New device mimics beating heart with tiny pieces of heart tissue

It is difficult to study hearts in the laboratory because of their incredible ability to change in response to their environment. Hearts in healthy athletes enlarge to support the increased demands on the body, hearts in those with chronic hypertension get thicker and less elastic and can eventually fail. Heart tissue in labs undergoes remodeling, making it difficult to understand heart physiology and to develop new medicines for heart disease. Graduate student Fotios Pitoulis, working in Cesare Terracciano’s lab at Imperial College London, in collaboration with Pieter de Tombe, created a new system to study heart tissue within a physiological environment. They will present their work at the 63rd Biophysical Society Annual Meeting, to be held March 2—6, 2019 in Baltimore, Maryland.

“The heart needs to generate force and shorten at the same time to squeeze blood out; this is not usually something you see in in vitro heart models,” Terracciano said.

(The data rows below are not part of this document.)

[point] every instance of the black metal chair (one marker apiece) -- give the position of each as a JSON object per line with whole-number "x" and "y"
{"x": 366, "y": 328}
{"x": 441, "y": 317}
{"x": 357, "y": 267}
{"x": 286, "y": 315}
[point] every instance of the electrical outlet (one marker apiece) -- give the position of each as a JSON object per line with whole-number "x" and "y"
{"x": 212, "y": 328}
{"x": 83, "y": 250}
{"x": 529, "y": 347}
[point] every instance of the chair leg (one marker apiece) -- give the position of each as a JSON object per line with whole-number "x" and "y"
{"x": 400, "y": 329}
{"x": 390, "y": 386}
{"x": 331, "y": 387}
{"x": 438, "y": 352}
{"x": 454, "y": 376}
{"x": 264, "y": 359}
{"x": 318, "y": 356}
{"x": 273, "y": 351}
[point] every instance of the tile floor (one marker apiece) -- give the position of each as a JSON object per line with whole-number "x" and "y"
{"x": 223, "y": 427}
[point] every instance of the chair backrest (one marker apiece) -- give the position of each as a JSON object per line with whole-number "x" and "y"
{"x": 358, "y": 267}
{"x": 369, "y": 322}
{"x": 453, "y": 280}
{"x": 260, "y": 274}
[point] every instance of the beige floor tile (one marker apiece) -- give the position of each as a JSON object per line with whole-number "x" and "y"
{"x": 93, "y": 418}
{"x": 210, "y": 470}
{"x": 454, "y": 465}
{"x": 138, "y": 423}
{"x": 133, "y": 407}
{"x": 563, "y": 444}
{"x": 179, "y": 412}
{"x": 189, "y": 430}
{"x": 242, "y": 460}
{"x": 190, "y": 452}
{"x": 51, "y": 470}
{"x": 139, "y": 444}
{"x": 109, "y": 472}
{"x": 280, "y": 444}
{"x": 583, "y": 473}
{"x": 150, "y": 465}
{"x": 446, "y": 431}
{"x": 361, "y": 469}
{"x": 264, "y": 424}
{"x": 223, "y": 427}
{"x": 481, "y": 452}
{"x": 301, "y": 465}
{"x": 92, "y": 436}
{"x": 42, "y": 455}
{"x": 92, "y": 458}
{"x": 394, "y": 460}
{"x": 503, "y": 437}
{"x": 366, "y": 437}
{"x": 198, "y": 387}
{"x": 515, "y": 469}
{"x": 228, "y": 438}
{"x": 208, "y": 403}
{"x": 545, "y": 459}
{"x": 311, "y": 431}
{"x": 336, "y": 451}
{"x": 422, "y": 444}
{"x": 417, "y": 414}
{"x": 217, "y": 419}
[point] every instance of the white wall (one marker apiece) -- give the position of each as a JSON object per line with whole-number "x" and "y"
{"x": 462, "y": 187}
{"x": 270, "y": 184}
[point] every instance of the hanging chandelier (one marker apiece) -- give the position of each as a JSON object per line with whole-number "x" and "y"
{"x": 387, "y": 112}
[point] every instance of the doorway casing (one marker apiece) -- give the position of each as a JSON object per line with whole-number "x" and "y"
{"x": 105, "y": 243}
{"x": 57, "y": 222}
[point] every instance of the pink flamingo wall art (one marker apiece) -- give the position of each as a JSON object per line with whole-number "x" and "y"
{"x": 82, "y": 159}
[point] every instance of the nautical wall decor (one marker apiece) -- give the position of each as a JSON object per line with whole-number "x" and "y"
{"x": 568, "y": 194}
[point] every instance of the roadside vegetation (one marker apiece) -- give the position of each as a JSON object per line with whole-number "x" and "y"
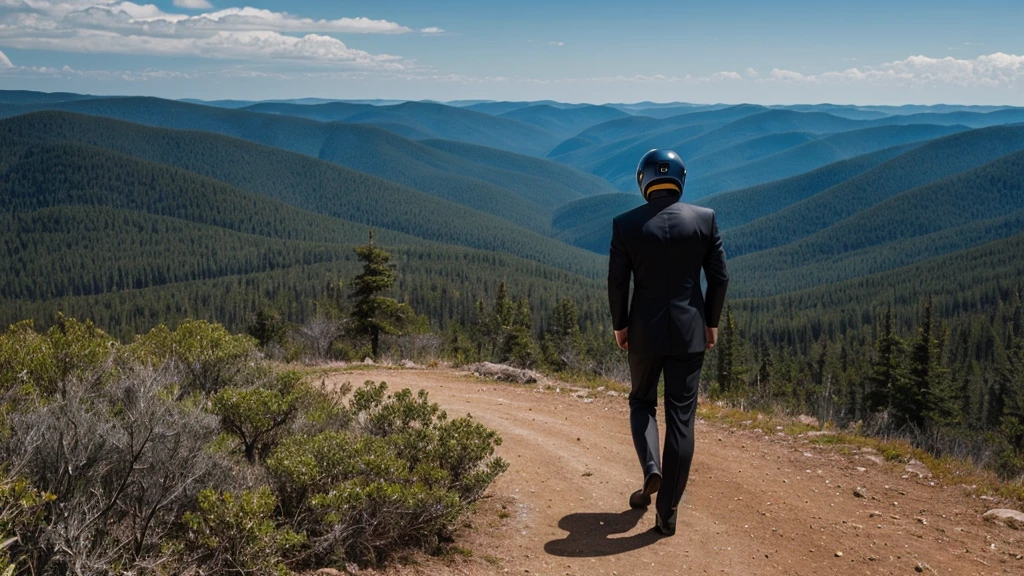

Using tiny pieces of heart tissue with preserved structure and function, they were able to recapitulate the sequence of mechanical events as found in the body. This was done by creating a custom bioreactor that allows the tissue to shorten in sync with electrical stimulation. To see whether the heart tissue in their system behaved like it would inside the body, they added noradrenaline and changed the workload on the tissue to simulate normal conditions and disease. The team observed changes in force similar to those observed in hearts in vivo..

The new aspects of this system is that contraction parameters can be promptly adjusted using computer algorithms to mimic normal or disease conditions, for example to recreate the stiffer conditions of high blood pressure.